First up, they recently told shareholders that they're going to take a loss on the $100 million thriller The Girl With The Dragon Tattoo, but expect to make a profit from the surprising performance of the more modestly budgeted action buddy comedy 21 Jump Street.
Both films were co-produced with, and distributed by Sony Pictures. The report said that they're interested in participating in sequels for both films, but are using Hollywood code to say that if they're going to make The Girl Who Played With Fire, and The Girl Who Kicked The Hornet's Nest, they're going to have to be done much cheaper. Which is Hollywood code for replacing director David Fincher.
In other news, MGM has regained full ownership of United Artists. Now some of you are saying "United Who?" or "What Artists?" and to that I say shame on you.
United Artists was founded in 1919 by a group of powerful stars, producers, and filmmakers who wanted to make films free from the control of the then dominant movie studios, First National (later taken over by Warner Bros.) and Paramount.
The business model was simple, United Artists acted as a sort of distributing mother-ship for independent producers who pretty much ran their own show. Results were mixed at first, and the studio almost collapsed a few times before it hit its stride.
That stride came in the 1950s and 1960s. Where the other majors were struggling to survive the onslaught of television and were weighed down by their massive overheads caused by their huge production infrastructures and bloated executive suites, United Artists thrived because basically all they had was a comparatively small head office, and a handful of managers.
This success made it a tempting takeover target and it was purchased by the insurance giant Transamerica.
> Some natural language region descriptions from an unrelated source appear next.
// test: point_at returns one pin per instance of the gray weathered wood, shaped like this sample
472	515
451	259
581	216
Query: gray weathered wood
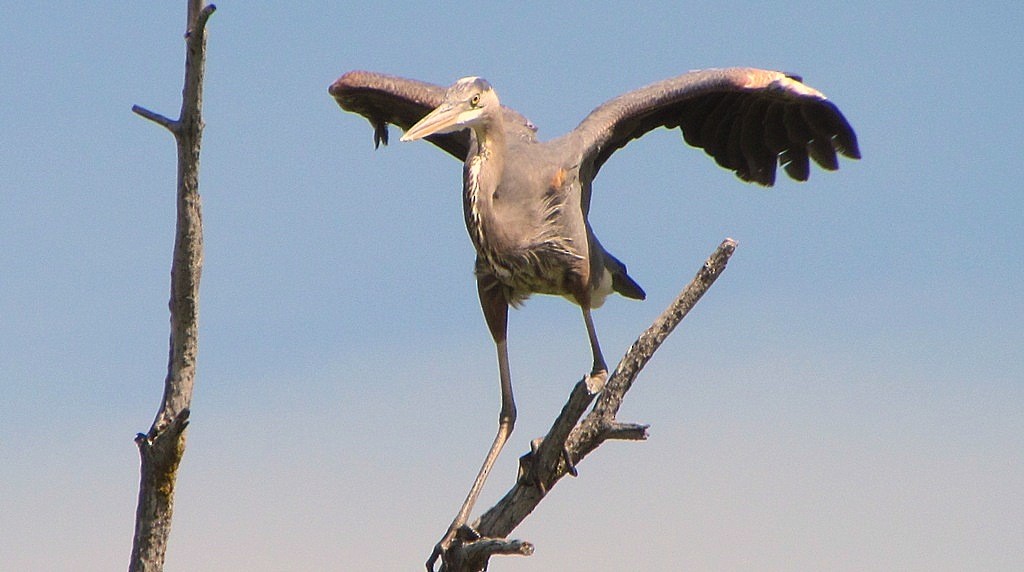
162	447
541	469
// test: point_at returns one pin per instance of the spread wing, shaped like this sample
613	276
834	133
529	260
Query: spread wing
749	120
387	99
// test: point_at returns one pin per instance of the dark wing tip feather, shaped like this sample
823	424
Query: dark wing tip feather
749	121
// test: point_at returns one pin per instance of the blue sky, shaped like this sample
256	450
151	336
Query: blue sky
847	397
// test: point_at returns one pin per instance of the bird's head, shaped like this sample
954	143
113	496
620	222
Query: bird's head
467	103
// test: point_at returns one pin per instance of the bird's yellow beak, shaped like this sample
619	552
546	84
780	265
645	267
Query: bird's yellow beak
441	120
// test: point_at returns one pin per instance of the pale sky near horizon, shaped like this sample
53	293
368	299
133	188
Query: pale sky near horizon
848	396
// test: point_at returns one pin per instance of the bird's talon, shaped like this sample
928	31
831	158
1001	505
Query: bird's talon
569	466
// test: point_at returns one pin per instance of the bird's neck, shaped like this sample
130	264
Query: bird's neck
482	175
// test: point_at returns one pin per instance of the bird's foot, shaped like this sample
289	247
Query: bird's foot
462	534
596	381
528	473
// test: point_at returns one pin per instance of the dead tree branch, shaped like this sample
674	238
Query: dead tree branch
569	440
162	447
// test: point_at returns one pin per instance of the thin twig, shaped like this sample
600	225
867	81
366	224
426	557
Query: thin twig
541	470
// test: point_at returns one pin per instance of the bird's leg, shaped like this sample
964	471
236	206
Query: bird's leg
595	347
496	312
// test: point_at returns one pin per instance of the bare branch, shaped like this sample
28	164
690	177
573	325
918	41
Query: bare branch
162	447
170	124
569	440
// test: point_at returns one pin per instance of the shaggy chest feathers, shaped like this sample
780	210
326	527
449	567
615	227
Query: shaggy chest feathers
516	234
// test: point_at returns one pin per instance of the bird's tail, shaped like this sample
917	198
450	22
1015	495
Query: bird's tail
621	281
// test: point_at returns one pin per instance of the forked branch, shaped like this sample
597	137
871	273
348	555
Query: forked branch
570	439
162	447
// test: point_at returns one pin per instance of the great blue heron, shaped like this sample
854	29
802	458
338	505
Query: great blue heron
526	202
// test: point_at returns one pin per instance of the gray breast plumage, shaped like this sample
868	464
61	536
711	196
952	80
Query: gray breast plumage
541	261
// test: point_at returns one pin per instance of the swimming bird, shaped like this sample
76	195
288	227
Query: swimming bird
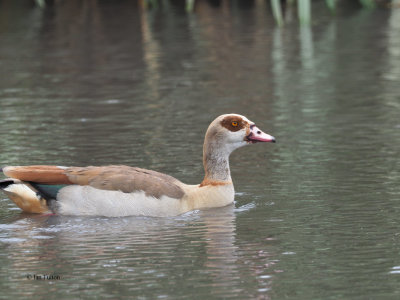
119	190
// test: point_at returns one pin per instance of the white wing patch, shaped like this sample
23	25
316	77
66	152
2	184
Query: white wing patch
86	200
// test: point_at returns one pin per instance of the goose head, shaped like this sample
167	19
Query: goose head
232	131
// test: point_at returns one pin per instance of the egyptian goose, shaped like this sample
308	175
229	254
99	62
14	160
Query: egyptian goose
125	191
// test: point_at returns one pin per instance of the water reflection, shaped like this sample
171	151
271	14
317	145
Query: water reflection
134	250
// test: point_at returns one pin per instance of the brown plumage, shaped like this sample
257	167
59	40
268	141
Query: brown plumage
124	191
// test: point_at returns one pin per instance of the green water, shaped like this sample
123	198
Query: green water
316	214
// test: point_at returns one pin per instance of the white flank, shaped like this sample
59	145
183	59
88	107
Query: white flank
86	200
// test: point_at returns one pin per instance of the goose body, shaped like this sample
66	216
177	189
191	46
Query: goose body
125	191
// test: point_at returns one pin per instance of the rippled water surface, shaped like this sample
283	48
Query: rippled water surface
107	82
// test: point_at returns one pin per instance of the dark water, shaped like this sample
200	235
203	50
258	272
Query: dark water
106	82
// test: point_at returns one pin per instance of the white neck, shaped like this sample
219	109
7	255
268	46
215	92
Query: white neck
216	161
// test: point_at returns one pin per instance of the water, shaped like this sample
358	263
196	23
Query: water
316	215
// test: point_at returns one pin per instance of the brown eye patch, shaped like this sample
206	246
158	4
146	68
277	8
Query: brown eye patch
233	123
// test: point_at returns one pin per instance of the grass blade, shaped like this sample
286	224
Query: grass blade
277	11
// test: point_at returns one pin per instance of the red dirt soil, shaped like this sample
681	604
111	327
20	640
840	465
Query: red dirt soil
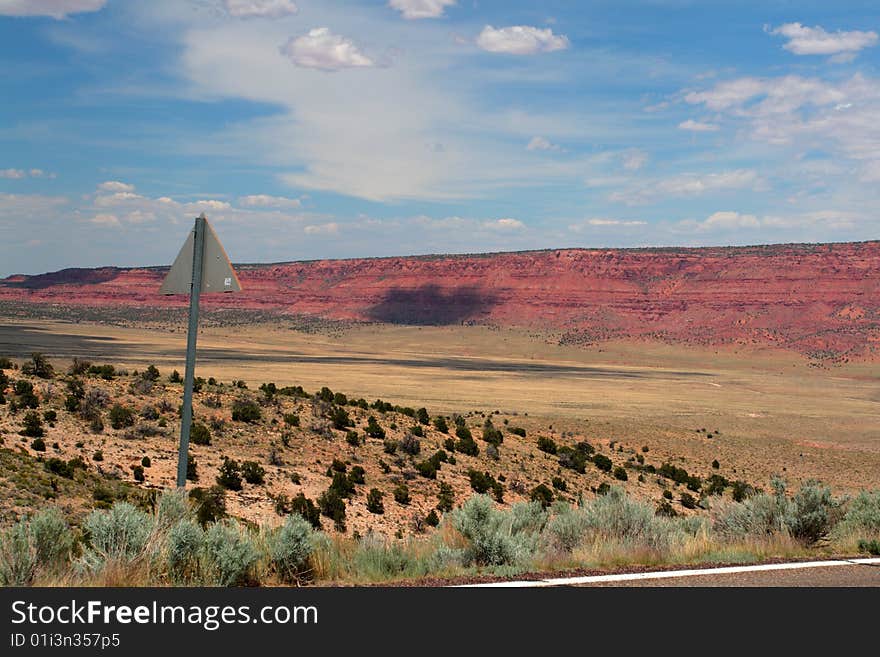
822	300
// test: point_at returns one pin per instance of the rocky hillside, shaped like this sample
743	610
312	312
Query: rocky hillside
822	300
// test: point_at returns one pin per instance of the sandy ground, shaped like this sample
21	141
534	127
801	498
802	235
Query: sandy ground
767	411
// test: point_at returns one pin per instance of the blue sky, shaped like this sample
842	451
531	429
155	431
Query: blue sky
355	128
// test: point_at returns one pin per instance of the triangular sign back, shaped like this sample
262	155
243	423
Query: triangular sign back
217	272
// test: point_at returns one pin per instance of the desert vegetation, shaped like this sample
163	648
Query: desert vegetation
292	487
189	540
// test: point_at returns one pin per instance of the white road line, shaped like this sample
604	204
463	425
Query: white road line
664	574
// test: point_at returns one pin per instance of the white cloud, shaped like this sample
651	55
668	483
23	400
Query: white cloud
115	186
541	144
260	8
205	205
504	224
615	222
19	206
414	9
106	220
18	174
57	9
266	201
803	113
803	40
698	126
634	159
331	228
323	50
520	40
591	225
729	221
116	198
689	185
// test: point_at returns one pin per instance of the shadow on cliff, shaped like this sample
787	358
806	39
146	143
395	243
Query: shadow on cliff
431	305
74	276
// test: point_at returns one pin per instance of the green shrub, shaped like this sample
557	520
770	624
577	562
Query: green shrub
253	472
199	434
229	475
615	516
409	444
542	494
51	537
121	416
566	529
59	467
32	426
290	549
332	505
602	462
184	543
304	506
495	537
374	501
373	428
466	443
422	416
664	509
246	410
210	504
18	559
38	366
119	534
863	512
481	482
340	418
492	435
445	497
401	494
231	554
814	512
171	507
106	372
357	475
192	473
572	459
427	468
742	491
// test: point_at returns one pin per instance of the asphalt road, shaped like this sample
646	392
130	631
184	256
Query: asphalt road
861	572
855	575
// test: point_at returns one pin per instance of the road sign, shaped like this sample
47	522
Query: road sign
201	266
217	273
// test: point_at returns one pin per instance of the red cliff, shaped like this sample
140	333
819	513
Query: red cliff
818	299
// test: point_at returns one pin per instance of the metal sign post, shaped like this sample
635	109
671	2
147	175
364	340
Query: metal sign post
201	266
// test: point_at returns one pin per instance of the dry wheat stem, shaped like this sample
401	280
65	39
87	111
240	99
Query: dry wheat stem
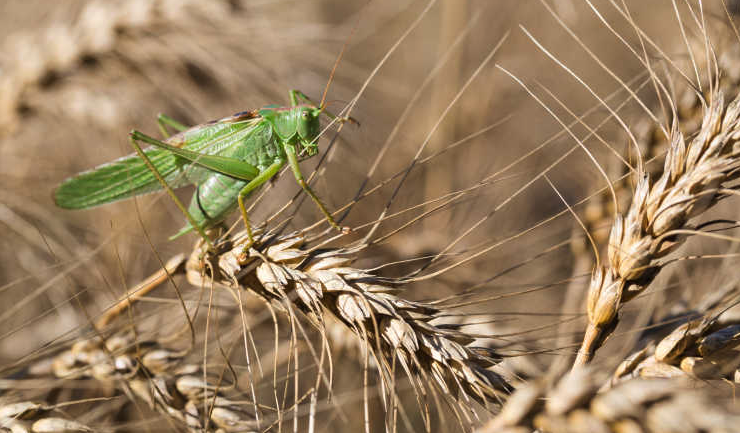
692	174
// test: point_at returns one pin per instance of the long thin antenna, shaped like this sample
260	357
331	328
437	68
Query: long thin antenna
341	53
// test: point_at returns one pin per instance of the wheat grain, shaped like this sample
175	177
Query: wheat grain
393	329
160	377
657	221
645	405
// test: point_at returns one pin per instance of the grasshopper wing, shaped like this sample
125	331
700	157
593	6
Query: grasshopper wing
129	176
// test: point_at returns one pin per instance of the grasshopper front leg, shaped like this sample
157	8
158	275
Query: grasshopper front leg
253	184
293	161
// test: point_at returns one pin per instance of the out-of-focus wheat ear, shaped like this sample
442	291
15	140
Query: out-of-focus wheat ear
394	330
29	416
657	220
57	49
644	405
158	376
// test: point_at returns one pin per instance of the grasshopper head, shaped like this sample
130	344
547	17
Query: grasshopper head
308	128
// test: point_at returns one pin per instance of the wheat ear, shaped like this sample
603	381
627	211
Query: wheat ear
657	221
396	331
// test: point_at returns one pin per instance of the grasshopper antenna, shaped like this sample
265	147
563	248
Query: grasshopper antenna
336	63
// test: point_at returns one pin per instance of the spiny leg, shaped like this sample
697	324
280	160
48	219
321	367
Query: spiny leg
134	137
164	121
293	161
263	177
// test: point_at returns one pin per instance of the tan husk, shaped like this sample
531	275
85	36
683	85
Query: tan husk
657	220
393	329
644	405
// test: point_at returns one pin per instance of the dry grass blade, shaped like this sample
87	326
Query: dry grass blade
657	221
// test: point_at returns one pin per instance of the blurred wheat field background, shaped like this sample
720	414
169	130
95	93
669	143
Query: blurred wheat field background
476	189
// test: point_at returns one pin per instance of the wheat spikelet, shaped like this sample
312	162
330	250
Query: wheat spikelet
701	344
393	329
160	377
638	405
29	416
657	221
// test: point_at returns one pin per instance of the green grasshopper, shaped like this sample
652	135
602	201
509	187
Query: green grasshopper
226	159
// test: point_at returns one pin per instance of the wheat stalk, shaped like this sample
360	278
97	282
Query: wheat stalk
657	221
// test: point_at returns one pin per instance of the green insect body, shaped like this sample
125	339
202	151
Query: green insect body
226	159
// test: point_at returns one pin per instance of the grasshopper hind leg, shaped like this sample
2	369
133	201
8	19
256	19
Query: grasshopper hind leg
164	121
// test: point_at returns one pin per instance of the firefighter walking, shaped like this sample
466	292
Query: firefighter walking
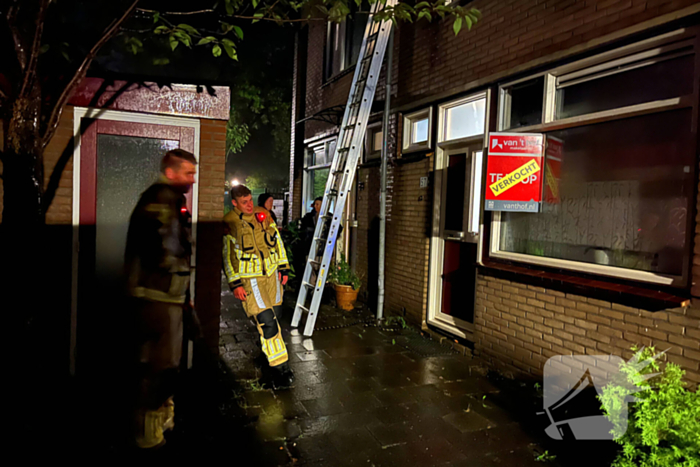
256	267
157	260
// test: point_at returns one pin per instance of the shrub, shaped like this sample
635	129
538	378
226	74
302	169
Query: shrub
342	274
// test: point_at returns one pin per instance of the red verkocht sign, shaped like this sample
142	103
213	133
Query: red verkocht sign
515	171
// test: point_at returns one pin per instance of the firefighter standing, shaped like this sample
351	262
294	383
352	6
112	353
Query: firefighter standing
157	260
256	266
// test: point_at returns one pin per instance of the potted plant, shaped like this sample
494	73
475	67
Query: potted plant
345	283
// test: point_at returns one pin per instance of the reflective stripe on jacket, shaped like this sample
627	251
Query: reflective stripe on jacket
252	248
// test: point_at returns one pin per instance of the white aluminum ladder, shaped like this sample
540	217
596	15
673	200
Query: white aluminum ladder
342	171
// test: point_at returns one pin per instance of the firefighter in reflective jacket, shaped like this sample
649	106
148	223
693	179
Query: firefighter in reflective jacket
157	261
256	266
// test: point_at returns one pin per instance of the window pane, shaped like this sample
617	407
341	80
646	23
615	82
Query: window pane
356	31
624	197
330	151
419	132
309	158
525	102
454	196
319	178
126	167
459	280
335	49
663	80
377	141
465	120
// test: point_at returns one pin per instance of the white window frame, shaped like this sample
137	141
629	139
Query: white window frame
442	117
473	222
369	153
79	113
606	61
316	146
408	121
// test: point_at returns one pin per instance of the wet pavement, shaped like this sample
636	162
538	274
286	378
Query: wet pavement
364	395
368	395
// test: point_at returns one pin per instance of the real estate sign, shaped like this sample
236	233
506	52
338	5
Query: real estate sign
515	171
554	154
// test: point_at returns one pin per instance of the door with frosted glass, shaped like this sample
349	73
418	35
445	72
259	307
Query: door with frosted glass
455	269
118	161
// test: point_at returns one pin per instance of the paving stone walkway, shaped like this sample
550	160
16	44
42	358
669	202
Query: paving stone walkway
364	395
373	396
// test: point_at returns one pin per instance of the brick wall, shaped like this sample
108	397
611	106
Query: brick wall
407	246
367	249
511	33
59	152
520	326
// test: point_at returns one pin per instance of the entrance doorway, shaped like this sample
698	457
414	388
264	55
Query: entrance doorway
454	243
454	256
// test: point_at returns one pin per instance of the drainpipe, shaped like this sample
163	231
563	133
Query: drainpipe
382	186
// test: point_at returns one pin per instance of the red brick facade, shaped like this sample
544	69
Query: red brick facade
517	326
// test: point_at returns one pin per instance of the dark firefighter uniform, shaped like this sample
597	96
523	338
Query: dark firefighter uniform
157	259
253	254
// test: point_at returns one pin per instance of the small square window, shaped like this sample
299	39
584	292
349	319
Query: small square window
373	143
463	119
523	104
417	131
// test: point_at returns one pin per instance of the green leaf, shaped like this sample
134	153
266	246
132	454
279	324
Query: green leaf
206	40
468	20
230	51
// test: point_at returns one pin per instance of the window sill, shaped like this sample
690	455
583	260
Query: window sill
371	163
416	148
338	76
636	297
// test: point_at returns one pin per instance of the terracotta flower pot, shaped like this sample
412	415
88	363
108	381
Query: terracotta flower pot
345	296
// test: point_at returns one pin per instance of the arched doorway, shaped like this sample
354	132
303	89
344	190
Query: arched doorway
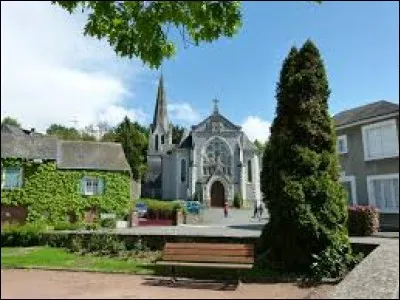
217	194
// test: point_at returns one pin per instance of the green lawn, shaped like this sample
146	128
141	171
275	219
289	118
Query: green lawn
46	257
59	258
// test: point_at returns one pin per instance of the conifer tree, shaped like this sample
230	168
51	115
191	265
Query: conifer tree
306	203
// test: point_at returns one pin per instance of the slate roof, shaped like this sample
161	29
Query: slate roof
68	154
247	144
91	155
6	128
216	116
186	142
375	109
29	147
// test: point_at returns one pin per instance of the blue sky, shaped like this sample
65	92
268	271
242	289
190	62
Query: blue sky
359	42
83	80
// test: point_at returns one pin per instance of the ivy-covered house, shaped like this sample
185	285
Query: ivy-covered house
48	178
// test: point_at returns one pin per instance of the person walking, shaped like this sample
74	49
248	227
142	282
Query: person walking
260	211
225	209
255	210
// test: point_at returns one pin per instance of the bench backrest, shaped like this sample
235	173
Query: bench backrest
209	252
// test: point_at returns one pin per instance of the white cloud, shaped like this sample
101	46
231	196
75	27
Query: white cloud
51	73
256	128
183	113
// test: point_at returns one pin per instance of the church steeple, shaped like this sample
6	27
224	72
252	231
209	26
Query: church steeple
160	112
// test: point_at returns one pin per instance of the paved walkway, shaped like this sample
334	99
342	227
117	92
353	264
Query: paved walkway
36	284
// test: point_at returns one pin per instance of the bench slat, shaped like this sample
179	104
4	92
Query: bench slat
219	252
209	258
209	246
209	265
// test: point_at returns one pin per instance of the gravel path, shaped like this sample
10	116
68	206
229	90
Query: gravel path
38	284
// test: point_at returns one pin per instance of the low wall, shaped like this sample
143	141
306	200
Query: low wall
377	275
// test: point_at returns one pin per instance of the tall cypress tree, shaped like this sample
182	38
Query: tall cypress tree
307	205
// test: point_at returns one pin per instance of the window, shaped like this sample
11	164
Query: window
217	153
92	186
11	178
349	184
249	171
342	144
383	192
183	170
156	142
380	140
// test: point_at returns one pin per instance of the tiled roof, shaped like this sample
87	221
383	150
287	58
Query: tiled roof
379	108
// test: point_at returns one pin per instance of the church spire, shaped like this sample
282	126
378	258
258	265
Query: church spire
216	106
160	112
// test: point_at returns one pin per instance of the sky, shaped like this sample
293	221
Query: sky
52	73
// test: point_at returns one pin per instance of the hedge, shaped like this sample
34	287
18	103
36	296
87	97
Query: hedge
161	209
362	220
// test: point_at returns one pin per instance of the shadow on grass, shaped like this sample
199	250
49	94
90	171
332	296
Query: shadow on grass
248	226
213	278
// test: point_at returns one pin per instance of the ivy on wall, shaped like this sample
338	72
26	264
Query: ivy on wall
51	194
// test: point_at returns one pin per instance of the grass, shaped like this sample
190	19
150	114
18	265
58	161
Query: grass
58	258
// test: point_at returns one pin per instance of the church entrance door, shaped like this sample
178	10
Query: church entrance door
217	194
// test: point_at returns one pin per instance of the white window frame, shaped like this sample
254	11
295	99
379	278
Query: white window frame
370	187
364	130
352	180
92	192
344	139
3	178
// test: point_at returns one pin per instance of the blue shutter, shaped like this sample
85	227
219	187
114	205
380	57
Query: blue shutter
100	186
20	174
82	186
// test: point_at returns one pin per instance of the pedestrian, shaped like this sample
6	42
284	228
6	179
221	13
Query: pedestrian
255	210
225	209
260	210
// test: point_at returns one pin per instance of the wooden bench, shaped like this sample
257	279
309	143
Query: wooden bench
212	255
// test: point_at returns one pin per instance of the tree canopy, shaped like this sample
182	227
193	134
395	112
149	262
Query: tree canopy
144	28
141	28
306	203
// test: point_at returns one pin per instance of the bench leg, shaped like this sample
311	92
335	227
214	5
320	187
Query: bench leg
173	278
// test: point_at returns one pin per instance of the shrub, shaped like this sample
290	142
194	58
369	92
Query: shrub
108	223
100	244
92	226
162	209
65	225
363	220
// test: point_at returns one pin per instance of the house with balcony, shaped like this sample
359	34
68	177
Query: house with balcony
368	146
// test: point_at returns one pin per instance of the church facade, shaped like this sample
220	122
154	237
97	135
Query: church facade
213	161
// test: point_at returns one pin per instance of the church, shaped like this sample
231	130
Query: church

At first the system kept chugging along, but Transamerica eventually sought to exert more control and managed to drive out all the executives and partnerships that made the company a success. (They went on to found Orion Pictures days after leaving.)
United Artists went on to produce the epic Western Heaven's Gate, directed by Michael Cimino, who was hot after his Oscar winning hit The Deer Hunter. The budget of Heaven's Gate skyrocketed to the then immense sum of $44 million, and had a total box office take of $3 million.
United Artists was essentially bankrupt, and was sold to MGM, whose films they had been distributing since 1974. This transformed United Artist from a once successful distributor, to just a division of a slowly sinking ship.
The company faded for the most part, with occasional attempts to revive it during the almost constant reorganizations of MGM/UA. Then along came Tom Cruise.
In 2006 MGM made a deal with the actor for him and his partner Paula Wagner to take over United Artists. Sadly, this takeover coincided with a bad slump in Cruise's career, and the whole deal fizzled out.
Now I always thought the deal with Cruise was a mistake. Yes, most of the major founders of United Artists were actors, but it's success came when it separated itself from being the playground of movie stars, into being a serious business partner for independent producers.
This is where my Monday morning quarterbacking comes in. MGM eventually shut down its distribution arm as part of its latest restructuring. What they should have done, was folded distribution into United Artists, and sold it as a distributor.
Then it may have had a chance of being more than just a name on corporate register.